A sugestão era tão repulsiva, tão fundamentalmente errada, que um calafrio de horror glacial percorreu minha espinha. Meu primeiro instinto foi de negação visceral. Arrastei-me para trás, afastando-me do corpo de Tiago como se ele estivesse em chamas.
“Não”, murmurei para o nada, para o demônio em minha cabeça. “Não farei isso.”
Eu era um monstro para o Escolhido, sim, mas havia limites!
“Limites, Guardião?”
Malakor riu dentro do meu crânio, um som sem alegria que fez meus dentes rangerem.
“Você, que se deleita em subjugar os fracos, acha que ainda existem limetes para você, pequeno Lucas? Faça. E eu lhe darei poderes com os quais você apenas sonhou. Prove-o. Tome-o. Dobre-o à sua vontade até que ele não seja nada além de um eco da sua.”
A influência de Malakor não era mais um sussurro; era um comando, uma onda de energia escura e pulsante que inundou meu corpo. Uma febre doentia tomou conta de mim, uma luxúria profana que não tinha nada a ver com desejo e tudo a ver com dominação e corrupção. Minhas mãos tremiam, meu coração batia descontrolado, e a lógica, a razão, o resquício de decência que eu possuía, tudo foi varrido por aquela compulsão avassaladora e nojenta.
Levantei-me, meus movimentos rígidos, robóticos, como um autômato de carne e osso. Minha própria vontade era um passageiro aterrorizado em meu corpo, gritando em um vácuo. Caminhei de volta até Tiago, a sombra de meu corpo caindo sobre o seu como um presságio. Seus traços estavam relaxados no sono exausto, a vulnerabilidade em seu rosto um convite obsceno para a escuridão que agora me consumia. Aquele rosto… o mesmo que me olhou com desafio, com medo, e finalmente, com a determinação feroz que me salvou. A memória lutou contra a compulsão, um farol fraco em meio a um furacão, mas a maré de Malakor era forte demais.
Inclinei-me sobre ele, o calor doentio em minhas entranhas se intensificando, e as palavras saíram dos meus lábios, roucas e possessivas, um som estranho e monstruoso. “Você é meu.”
Minha mão desceu em direção ao seu ombro, não para confortar, mas para prender. Para iniciar o ato hediondo que Malakor exigia. Mas antes que meus dedos pudessem sequer roçar sua pele, uma irrupção ofuscante de luz verde-esmeralda, a mesma da cura, explodiu da forma inconsciente de Tiago. Uma barreira de energia translúcida e zumbinte, vibrando com um som que era ao mesmo tempo harmônico e dissonante, materializou-se, repelindo minha mão com uma força que me jogou para trás, arrancando o ar de meus pulmões.

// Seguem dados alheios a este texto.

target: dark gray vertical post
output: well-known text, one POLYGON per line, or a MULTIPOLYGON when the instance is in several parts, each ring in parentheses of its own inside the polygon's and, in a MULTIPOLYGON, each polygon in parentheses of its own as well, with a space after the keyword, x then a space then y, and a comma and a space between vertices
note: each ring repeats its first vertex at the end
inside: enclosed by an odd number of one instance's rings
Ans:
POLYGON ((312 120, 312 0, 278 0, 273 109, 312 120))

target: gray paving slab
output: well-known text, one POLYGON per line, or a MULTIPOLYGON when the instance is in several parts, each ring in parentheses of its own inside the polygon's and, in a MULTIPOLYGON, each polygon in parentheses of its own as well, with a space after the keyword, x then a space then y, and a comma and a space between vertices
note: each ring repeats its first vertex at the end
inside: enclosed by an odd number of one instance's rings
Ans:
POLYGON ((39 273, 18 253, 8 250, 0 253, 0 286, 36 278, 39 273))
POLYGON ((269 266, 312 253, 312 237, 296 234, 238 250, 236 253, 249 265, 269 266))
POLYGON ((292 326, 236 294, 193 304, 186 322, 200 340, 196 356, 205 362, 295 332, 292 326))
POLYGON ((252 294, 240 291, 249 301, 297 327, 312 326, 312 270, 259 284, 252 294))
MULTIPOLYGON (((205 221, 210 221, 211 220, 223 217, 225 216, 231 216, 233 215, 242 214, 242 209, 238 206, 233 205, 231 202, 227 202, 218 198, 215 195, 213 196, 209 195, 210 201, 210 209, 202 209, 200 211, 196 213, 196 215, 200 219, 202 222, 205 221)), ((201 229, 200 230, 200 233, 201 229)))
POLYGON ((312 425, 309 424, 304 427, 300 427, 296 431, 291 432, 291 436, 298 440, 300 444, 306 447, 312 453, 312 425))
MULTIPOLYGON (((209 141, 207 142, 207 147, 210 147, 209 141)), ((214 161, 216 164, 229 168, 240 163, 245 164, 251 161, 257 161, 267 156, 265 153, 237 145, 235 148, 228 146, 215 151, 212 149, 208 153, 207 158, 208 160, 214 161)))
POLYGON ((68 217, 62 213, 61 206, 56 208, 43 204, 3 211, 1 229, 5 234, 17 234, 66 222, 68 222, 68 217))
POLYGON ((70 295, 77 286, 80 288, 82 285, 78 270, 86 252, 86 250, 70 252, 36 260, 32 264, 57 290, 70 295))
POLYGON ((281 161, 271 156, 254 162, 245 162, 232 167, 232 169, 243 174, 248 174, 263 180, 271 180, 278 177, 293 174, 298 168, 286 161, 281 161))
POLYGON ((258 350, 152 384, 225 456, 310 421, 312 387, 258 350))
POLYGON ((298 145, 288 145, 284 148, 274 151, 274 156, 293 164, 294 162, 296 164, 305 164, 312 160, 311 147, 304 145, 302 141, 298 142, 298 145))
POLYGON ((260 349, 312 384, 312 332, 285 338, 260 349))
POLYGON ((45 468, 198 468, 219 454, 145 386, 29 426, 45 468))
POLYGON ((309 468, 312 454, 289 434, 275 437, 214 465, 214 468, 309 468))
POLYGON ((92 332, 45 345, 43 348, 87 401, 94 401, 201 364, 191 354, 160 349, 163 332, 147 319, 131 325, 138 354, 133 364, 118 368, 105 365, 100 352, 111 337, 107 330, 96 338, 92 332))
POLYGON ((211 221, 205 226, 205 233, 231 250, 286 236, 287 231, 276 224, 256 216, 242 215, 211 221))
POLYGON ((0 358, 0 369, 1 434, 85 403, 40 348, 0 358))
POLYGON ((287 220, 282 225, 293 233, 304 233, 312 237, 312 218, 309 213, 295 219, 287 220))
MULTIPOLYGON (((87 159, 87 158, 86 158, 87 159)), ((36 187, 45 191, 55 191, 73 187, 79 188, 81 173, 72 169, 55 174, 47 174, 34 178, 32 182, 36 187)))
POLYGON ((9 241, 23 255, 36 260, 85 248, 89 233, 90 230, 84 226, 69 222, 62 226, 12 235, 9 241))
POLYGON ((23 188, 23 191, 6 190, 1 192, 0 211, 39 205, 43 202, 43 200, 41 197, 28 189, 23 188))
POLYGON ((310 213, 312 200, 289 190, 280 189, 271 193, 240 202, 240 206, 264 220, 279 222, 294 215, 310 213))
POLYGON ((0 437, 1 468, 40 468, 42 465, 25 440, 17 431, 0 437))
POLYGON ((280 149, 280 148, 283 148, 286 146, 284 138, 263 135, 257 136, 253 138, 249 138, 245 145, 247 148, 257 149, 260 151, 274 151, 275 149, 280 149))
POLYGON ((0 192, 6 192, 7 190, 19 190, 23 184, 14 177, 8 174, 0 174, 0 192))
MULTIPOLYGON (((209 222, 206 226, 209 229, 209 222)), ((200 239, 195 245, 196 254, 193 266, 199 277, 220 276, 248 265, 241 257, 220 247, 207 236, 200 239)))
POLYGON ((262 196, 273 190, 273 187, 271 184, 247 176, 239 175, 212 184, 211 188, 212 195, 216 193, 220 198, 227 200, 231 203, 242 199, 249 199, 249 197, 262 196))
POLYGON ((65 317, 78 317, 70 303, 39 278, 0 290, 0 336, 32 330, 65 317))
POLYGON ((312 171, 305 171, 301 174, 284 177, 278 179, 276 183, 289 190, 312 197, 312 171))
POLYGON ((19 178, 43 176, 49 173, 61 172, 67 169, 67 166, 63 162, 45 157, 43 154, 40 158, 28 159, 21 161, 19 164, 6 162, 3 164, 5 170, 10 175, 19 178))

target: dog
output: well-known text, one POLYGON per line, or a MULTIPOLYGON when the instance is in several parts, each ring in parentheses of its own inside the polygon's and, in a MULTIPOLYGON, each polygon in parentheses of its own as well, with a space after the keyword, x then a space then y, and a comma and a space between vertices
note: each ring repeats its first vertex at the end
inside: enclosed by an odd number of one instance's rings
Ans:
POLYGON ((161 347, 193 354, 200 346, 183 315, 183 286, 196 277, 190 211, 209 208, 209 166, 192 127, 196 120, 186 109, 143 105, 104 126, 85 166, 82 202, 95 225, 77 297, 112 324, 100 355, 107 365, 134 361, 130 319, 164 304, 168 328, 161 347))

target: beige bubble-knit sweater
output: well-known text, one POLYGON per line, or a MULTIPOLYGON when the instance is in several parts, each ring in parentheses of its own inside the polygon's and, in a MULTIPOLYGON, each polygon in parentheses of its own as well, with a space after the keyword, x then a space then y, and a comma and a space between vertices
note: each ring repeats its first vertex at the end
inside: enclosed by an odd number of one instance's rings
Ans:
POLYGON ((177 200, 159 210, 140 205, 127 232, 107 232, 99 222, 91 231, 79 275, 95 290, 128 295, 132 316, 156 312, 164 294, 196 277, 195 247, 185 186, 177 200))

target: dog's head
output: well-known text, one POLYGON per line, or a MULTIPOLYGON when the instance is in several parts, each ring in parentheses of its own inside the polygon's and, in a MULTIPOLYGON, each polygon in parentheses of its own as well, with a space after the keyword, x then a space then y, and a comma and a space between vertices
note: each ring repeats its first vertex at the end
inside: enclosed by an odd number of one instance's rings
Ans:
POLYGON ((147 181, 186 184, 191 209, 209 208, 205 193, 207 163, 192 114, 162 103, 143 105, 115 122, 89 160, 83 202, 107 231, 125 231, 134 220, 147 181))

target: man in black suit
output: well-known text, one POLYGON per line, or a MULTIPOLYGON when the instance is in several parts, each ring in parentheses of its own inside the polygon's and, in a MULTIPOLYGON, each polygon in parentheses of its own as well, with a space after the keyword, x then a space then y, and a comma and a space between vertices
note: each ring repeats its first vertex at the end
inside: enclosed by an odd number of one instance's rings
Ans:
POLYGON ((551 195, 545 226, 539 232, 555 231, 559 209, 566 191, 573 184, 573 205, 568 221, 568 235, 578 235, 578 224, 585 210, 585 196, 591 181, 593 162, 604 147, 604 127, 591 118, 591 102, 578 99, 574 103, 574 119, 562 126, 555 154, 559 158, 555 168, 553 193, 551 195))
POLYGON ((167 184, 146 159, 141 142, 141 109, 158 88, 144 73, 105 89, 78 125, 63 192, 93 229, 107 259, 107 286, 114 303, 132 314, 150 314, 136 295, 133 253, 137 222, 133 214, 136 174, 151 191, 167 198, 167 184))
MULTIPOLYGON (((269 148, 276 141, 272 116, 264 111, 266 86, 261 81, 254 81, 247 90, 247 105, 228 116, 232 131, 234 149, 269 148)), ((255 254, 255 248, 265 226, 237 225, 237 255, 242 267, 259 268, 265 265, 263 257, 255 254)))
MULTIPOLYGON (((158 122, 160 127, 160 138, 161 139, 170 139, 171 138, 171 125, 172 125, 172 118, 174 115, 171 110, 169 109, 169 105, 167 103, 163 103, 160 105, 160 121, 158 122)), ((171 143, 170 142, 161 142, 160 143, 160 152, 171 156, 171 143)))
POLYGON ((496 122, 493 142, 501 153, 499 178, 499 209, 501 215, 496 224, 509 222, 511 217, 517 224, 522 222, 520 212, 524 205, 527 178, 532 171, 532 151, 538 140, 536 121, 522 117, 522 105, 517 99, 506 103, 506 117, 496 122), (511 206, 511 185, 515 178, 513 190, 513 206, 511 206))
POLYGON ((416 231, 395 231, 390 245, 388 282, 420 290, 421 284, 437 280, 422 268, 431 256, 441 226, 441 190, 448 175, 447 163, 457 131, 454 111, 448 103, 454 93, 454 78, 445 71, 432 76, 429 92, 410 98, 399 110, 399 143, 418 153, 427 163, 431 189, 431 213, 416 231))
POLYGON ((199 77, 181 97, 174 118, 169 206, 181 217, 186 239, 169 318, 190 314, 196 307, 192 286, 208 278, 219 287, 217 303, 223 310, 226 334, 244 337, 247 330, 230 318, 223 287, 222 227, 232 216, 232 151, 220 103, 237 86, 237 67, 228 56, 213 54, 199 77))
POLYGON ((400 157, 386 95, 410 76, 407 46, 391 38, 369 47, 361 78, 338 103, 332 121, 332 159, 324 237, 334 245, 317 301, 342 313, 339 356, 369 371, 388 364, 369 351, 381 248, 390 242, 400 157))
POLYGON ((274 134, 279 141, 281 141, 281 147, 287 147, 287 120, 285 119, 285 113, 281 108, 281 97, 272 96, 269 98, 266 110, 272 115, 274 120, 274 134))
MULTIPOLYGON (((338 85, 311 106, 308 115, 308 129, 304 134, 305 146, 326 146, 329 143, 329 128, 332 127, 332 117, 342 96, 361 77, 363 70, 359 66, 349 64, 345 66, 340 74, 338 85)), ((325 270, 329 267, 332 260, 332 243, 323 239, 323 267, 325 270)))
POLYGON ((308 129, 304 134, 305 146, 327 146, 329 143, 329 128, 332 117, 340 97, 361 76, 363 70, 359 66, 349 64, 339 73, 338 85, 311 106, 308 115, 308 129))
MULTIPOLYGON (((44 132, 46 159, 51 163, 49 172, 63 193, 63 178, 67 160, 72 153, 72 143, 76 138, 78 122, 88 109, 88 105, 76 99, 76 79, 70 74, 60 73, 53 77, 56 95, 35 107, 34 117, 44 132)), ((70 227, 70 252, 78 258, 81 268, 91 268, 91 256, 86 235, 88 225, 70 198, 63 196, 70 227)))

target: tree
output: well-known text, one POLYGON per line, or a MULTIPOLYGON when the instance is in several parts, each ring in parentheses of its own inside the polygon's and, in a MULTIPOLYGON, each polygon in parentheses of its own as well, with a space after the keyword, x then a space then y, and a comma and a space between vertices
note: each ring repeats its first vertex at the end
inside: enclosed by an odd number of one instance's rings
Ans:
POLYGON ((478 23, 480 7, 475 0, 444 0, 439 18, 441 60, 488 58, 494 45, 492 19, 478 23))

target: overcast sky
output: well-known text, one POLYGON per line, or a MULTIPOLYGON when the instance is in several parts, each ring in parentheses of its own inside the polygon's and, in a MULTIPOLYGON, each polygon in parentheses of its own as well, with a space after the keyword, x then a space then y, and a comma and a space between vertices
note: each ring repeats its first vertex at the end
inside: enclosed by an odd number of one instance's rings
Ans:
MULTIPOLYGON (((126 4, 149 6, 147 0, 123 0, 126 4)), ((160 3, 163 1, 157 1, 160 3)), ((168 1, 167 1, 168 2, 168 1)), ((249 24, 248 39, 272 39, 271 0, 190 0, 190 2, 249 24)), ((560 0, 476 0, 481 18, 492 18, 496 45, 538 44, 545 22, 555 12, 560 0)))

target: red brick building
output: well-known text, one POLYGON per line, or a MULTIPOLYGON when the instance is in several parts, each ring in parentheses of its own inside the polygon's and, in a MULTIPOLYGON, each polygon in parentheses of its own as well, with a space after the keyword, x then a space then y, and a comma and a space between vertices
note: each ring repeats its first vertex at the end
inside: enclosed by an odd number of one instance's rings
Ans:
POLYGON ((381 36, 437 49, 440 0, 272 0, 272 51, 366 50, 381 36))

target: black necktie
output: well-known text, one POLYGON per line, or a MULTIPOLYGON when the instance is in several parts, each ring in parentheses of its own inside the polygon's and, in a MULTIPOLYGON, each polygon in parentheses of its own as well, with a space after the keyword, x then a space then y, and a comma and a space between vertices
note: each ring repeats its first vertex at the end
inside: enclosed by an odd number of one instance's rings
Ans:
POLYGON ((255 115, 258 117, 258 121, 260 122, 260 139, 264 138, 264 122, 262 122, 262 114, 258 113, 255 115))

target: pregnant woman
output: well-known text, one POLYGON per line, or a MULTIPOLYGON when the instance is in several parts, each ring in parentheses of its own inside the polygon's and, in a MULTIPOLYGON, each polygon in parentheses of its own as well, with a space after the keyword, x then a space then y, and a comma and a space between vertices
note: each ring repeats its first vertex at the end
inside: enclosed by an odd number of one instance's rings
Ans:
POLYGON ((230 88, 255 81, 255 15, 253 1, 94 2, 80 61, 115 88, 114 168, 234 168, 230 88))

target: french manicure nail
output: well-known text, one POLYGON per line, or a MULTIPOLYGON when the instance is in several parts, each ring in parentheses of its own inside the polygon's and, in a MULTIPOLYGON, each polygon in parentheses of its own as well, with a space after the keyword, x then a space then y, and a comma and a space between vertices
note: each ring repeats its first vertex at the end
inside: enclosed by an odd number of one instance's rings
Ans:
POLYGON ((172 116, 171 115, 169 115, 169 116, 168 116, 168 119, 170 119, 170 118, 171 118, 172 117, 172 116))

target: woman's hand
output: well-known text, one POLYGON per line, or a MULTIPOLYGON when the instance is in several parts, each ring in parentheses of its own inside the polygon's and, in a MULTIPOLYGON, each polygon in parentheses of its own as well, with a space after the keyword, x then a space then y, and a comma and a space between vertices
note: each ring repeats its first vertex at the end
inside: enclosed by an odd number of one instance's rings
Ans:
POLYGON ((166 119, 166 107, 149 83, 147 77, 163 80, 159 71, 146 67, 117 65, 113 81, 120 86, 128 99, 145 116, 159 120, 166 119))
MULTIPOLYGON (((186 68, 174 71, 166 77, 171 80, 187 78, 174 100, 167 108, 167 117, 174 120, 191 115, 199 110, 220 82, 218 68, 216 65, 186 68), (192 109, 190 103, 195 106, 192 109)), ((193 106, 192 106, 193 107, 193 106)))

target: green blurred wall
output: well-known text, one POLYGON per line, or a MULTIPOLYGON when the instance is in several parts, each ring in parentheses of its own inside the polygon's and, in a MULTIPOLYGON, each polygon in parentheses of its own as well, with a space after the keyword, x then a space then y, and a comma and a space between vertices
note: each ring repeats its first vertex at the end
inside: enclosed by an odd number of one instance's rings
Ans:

O contato com aquela magia pura foi como um choque de água gelada na alma, quebrando o feitiço de Malakor instantaneamente. A luxúria profana se desfez, deixando para trás uma náusea e um horror tão profundos que o bile subiu pela minha garganta. Olhei para minha mão trêmula, depois para a cúpula protetora que envolvia Tiago como o abraço de um anjo, e a verdade me atingiu como um malho. Eu quase… O monstro… era eu. Um soluço seco rasgou minha garganta, e as lágrimas que vieram desta vez não eram de raiva, mas de puro e absoluto autodesprezo.
Eu era um veneno. Uma corrupção ambulante. Perto de mim, até a pureza se tornava um alvo. Ele me salvou, e minha primeira reação, sob a influência do nosso pior inimigo, foi tentar destruí-lo da maneira mais vil possível. E mesmo inconsciente, esgotado, seu poder o protegia de mim.
Olhei para a espada que ele havia me devolvido, sua lâmina limpa brilhando suavemente na luz fraca. Era o símbolo da minha dívida, um favor que eu quase paguei com a mais abjeta das traições. Não havia redenção para o que eu quase fiz. Não havia como encarar aqueles olhos novamente, sabendo do monstro que habitava em minha alma. Peguei a lâmina, o aço frio e pesado uma âncora para minha vergonha. Havia apenas uma maneira de garantir que eu nunca mais o machucaria, que a minha escuridão nunca mais tocaria sua luz.
Com um grito de angústia silenciosa que rasgou meu ser, virei a ponta da espada para meu próprio peito e a ergui, pronto para apagar a mancha que eu era da face do mundo.